Les informaticiens en régie sont éloignés de leur employeur et mêlés à des salariés dont ils ne partagent pas les statuts.

Les jeunes diplômés ingénieurs informaticiens y sont très souvent confrontés pour leurs premières expériences : les agences SSII proposent des missions intégrées chez un client avec des conditions de travail pas forcement évidentes à gérer. Vous travaillerez dans une entreprise mais embauché et payé par la SSII...

La régie, une spécificité bien française dans le monde de l’informatique… Elle consiste, pour une société de services en ingénierie informatique (SSII), à mettre à disposition de ses clients du personnel qualifié pour une durée déterminée, allant de quelques semaines à plusieurs mois…voire plusieurs années.
Théoriquement du moins, il s’agit pour l’entreprise cliente de pouvoir disposer de compétences et de savoir-faire qu’elle n’a pas en interne.

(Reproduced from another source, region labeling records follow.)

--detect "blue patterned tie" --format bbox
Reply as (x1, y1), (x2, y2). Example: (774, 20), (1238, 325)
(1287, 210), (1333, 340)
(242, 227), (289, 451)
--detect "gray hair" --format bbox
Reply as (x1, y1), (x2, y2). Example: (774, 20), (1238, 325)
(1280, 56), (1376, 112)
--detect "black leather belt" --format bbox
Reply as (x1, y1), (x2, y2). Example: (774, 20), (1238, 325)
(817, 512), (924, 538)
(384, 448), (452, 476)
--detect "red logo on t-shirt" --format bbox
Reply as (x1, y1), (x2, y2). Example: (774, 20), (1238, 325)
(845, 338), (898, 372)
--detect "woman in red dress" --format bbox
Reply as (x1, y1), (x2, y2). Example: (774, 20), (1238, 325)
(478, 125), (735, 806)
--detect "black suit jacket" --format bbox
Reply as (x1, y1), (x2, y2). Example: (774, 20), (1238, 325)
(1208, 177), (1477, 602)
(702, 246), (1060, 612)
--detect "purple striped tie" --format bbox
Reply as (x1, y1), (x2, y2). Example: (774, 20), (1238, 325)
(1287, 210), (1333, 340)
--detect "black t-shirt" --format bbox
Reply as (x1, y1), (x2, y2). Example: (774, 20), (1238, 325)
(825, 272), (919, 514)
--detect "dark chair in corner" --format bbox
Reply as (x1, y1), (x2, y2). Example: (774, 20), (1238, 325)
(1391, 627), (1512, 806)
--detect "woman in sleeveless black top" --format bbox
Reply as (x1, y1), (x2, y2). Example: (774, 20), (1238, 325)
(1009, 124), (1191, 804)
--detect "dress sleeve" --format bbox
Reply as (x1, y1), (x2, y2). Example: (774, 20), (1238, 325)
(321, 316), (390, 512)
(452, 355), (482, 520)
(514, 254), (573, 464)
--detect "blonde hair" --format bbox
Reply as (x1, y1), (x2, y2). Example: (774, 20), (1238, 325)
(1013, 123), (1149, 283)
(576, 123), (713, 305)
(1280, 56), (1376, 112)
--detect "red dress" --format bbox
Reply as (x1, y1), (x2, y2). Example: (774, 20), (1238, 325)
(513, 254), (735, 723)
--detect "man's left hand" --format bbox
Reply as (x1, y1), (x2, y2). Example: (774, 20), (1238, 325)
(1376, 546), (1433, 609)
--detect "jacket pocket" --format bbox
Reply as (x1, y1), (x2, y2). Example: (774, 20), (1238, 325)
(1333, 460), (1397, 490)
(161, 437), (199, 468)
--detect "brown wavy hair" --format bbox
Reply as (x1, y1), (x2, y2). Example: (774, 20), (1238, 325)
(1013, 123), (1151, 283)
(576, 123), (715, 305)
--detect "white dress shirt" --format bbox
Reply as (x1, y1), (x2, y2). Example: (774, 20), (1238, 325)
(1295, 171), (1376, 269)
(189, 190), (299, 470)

Dans les faits, il en va parfois différemment. « Ce sont souvent de jeunes diplômés autonomes que l’on place en régie. Il leur est impossible de transmettre une quelconque expertise puisqu’ils n’ont pas eu le temps de l’assimiler », remarque Régis Granarolo, président du Munci, association professionnelle du secteur informatique.
«L’externalisation n’a pas seulement pour objet de se recentrer sur son coeur de métier, mais aussi de s’assurer davantage de flexibilité. Il est en effet plus simple de mettre fin à un contrat avec un sous-traitant que de licencier un ou plusieurs salariés. Souvent, cela s’apparente à de l’intérim déguisé, voire à du prêt illicite de main-d’oeuvre », poursuit le président du Munci, qui constate néanmoins une amélioration des pratiques, notamment dans le suivi des collaborateurs.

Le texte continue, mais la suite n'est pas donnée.